NeurIPS 2019
Sun Dec 8th through Sat the 14th, 2019 at Vancouver Convention Center
Reviewer 1
This is a good paper that suggests excellent directions for new work. The key point is captured in this statement: "we conjecture that a distribution which cannot be approximated by a shallow network cannot be learned using a gradient-based algorithm, even when using a deep architecture." The authors provide first steps towards investigating this claim. There has been a small amount of work on the typical expressivity of neural networks, in addition to the "worst-case approach." See the papers "Complexity of linear regions in deep networks" and "Deep ReLU Networks Have Surprisingly Few Activation Patterns" by Hanin and Rolnick, which prove that while the number of linear regions can be made to grow exponentially with the depth, the typical number of linear regions is much smaller.

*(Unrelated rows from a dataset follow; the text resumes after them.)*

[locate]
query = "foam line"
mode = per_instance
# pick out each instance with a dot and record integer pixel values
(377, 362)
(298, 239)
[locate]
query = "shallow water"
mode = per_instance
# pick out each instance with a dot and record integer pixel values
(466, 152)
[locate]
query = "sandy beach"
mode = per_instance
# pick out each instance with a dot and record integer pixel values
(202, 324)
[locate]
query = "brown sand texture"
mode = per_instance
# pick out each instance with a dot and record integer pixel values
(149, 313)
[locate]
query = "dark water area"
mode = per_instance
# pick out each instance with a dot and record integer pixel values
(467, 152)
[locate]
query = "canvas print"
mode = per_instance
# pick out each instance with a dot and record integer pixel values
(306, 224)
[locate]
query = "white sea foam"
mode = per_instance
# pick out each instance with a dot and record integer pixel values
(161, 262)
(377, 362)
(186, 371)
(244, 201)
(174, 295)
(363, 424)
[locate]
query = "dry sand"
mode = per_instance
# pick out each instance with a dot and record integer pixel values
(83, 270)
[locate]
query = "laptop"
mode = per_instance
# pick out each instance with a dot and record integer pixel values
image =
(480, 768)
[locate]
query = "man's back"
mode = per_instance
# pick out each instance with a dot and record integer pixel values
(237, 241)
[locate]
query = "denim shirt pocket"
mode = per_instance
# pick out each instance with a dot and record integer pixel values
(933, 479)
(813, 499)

See also "Do deep nets really need to be deep?" by Ba and Caruana, which indicates that once deep networks have learned a function, shallow networks can often be trained to distill the deep networks without appreciable performance loss. On this note, the authors write: "Many of these works consider various measures of “complexity” that grow exponentially fast with the depth of the network, but not with the width." As stated, this is not quite right - these works describe measures of complexity that *can* grow exponentially fast with the depth. (Note also that for this reason, line 519 in the appendix should read "the number of linear regions...is *at most* r^{st}" - though this does not seem to affect the proof.) Figure 2 doesn't actually show any approximation curves, though it claims to do so. Rather, it shows two different distributions associated with the same fractal. It would be instructive to see plots of these approximation curves. In Figure 5, the main plot can be made clearer, indicating exactly what the curves are that are shown. As a minor point, "Cantor" should always be capitalized. Line 30: "analyzing" should be "analyze."
Reviewer 2
This paper is about expressive abilities of deep neural networks and the related gradient-based optimization processes for distributions generated by iterated function systems. The first result shows that such a distribution can be expressed efficiently by deep neural networks, but not by shallow ones. The second result shows that gradient-based algorithms are likely fail in processing such a distribution. A key assumption is Assumption 3 requiring that the positive class is contained in the set of points that are far away from the boundary of the n-th iterated set K_n by at least gamma. Note that the limiting set of K_n is a fractal set having no interior point in most cases. So the required margin gamma depends on n and would be extremely small when n is large. This observation leads to the reviewer's concerns over the main results: the nice depth separation argument is too special, and the evidence for the failure of gradient-based algorithms is not strong enough.
Reviewer 3
Originality: This work shows that a family of distributions (fractal distribution) can be used for having a separation argument between shallow and deep networks. Moreover, based on a notion of the approximation curve, we can study the dynamics of training deep neural networks. Quality: It seems that the submission is technically sound but I did not go through the proofs. Clarity: The submission is well written. Significance: The authors proposed an interesting depth separation argument based on fractal distributions. More importantly, they related this argument to the success of training deep neural networks by gradient-based algorithms. =================== Post-rebuttal comments: =================== Thanks for providing new experimental result. It might be good to add this result to the paper to support your conjecture.